On January 3, 2018, NBC Channel 5 reported that the City of Chicago Building Department is taking landlords to court during this cold snap. The report indicates that the Department of Buildings has received over 600 heat complaints. City building inspectors are going out in response to 311 calls. For those landlords who are not in compliance with the City’s heat ordinance, the City is bringing court actions to appoint receivers to run the buildings and provide the heat tenants are entitled to receive.
The Chicago Heat Ordinance (Section 13-196-410 of the Municipal Code) requires that for every rental area for which heat is furnished by the landlord from September 15 of each year to June 1 of the next, the landlord must maintain a minimum temperature of 68 degrees between 8:30 a.m. and 10:30 p.m and 66 degrees between 10:30 p.m. and 8:30 a.m.
Many landlords are surprised to learn that they must maintain these minimum standards. Even more landlords may complain that “the last tenant never complained” or that “the other tenants are not complaining”. Others will say “it’s really cold and the building is old, what can I do?”. The city ordinance is one of strict liability – fail to meet the requirements and face a penalty.

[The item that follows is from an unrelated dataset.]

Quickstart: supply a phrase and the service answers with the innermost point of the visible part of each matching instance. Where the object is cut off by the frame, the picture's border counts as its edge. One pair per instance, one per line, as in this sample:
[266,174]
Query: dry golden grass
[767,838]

Those excuses will likely fall on deaf ears. As the City of Chicago mention on their website “Landlords face fines of up to $500 per day, per violation, for each day they do not supply adequate heat. The reason for lack of heat does not matter — landlords must follow the law, and apartments must be heated.”
There’s not much room for argument on this one. Landlords need to keep their buildings heated to the minimum standards. Those who do not face fines and possibly a temporary takeover of their building (a takeover that will not be inexpensive!)